Notes to the Condensed Interim Consolidated Financial Statements (Unaudited)
For the three months ended October 31, 2025 and 2024
(Expressed in Canadian dollars)
12. Financial Instruments (continued)
| Financial Instruments | Classification |
|---|---|
| Cash and cash equivalents | Amortized cost |
| Accounts payable and accrued liabilities | Amortized cost |
| Share based payment liabilities | Fair value through profit and loss |
The fair value of the Company’s financial instruments carried at amortized cost approximate their carrying values due to their short-term nature.
12.3 Credit risk
Credit risk is the risk of an unexpected loss if a customer or third party to a financial instrument fails to meet its contractual obligations. Credit risk for the Company is primarily associated with the Company's bank balances. The Company mitigates credit risk associated with its bank balance by holding cash with large, reputable financial institutions.
12.4 Liquidity risk
Liquidity risk is the risk that the Company will not be able to settle or manage its obligations associated with financial liabilities. To manage liquidity risk, the Company closely monitors its liquidity position and ensures it has adequate sources of funding to finance its projects and operations. The Company's working capital as at October 31, 2025 was $25,045,700 (July 31, 2025 – $2,583,701). The Company's accounts payable and accrued liabilities are expected to be realized or settled, respectively, within a one-year period.
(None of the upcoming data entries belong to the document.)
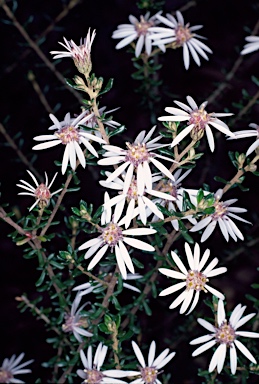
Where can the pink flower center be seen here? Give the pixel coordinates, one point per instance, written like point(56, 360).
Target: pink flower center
point(42, 192)
point(67, 134)
point(196, 280)
point(93, 376)
point(170, 188)
point(5, 376)
point(225, 334)
point(182, 34)
point(142, 26)
point(199, 118)
point(70, 323)
point(220, 210)
point(112, 234)
point(133, 190)
point(137, 154)
point(149, 374)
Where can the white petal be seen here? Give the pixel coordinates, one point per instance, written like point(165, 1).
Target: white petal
point(245, 351)
point(139, 244)
point(204, 347)
point(138, 354)
point(97, 257)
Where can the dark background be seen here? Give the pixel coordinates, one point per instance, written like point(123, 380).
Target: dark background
point(226, 23)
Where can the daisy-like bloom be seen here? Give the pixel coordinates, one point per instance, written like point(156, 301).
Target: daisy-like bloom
point(137, 30)
point(136, 157)
point(249, 133)
point(41, 192)
point(181, 35)
point(69, 133)
point(222, 216)
point(113, 236)
point(195, 279)
point(92, 373)
point(11, 367)
point(75, 322)
point(89, 287)
point(251, 46)
point(198, 121)
point(133, 196)
point(225, 334)
point(148, 373)
point(81, 54)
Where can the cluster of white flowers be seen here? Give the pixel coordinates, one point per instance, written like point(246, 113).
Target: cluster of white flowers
point(147, 33)
point(144, 185)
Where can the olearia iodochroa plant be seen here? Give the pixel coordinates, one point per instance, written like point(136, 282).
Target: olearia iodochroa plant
point(104, 271)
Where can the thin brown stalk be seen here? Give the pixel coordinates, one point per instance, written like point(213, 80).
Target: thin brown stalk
point(19, 153)
point(49, 28)
point(36, 48)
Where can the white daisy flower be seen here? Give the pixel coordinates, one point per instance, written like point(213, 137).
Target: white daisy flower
point(251, 46)
point(89, 287)
point(92, 373)
point(114, 237)
point(81, 54)
point(136, 157)
point(181, 35)
point(195, 279)
point(198, 121)
point(137, 30)
point(69, 133)
point(11, 367)
point(249, 133)
point(41, 193)
point(222, 215)
point(148, 373)
point(75, 322)
point(135, 198)
point(226, 335)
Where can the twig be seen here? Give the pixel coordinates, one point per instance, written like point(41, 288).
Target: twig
point(49, 28)
point(231, 73)
point(39, 92)
point(19, 152)
point(36, 48)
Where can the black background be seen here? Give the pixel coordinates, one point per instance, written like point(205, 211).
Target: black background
point(226, 23)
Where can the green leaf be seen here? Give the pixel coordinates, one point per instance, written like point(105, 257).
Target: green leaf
point(117, 131)
point(41, 279)
point(107, 87)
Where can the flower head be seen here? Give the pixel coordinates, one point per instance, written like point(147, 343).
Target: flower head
point(69, 133)
point(181, 35)
point(136, 157)
point(225, 334)
point(136, 30)
point(41, 193)
point(148, 373)
point(249, 133)
point(92, 373)
point(195, 278)
point(75, 322)
point(198, 121)
point(251, 46)
point(222, 216)
point(113, 236)
point(11, 367)
point(81, 54)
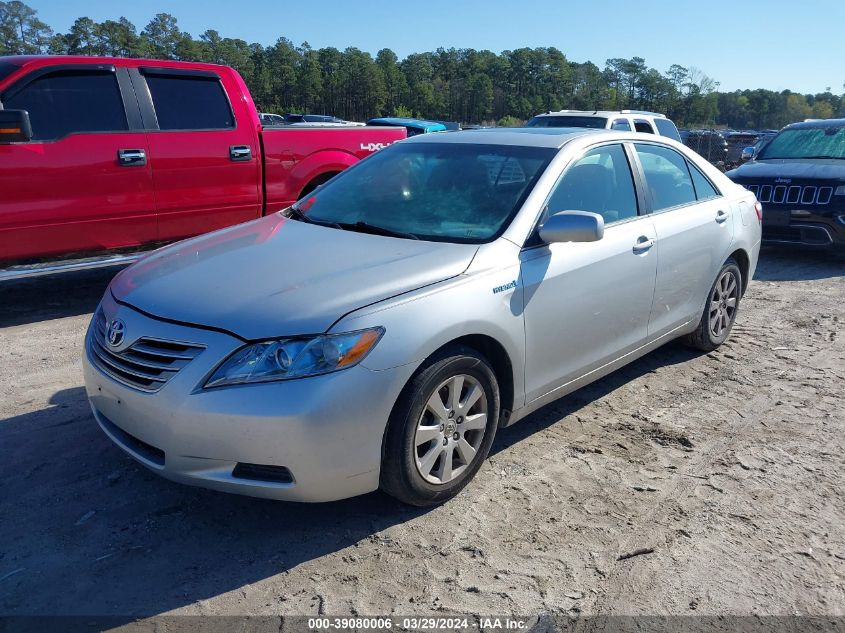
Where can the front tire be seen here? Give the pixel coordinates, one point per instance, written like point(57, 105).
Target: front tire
point(720, 309)
point(441, 429)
13. Related Party Transactions
Transaction with Key Management Personnel
Key management personnel are persons responsible for planning, directing and controlling the activities of an entity. The remuneration of directors and key management personnel during the years ended July 31, 2025, and 2024 were as follows:
| October 31, 2025 | October 31, 2024 | |||
|---|---|---|---|---|
| Management consulting fees | $ | 325,000 | $ | 68,750 |
| Director's fees | 294,998 | 10,000 | ||
| Share-based compensation | 1,867,039 | 147,656 | ||
| Total | $ | 2,487,037 | $ | 226,406 |
As at October 31, 2025, there was $Nil (July 31, 2025 - $323) due to related parties included in accounts payables and accrued liabilities.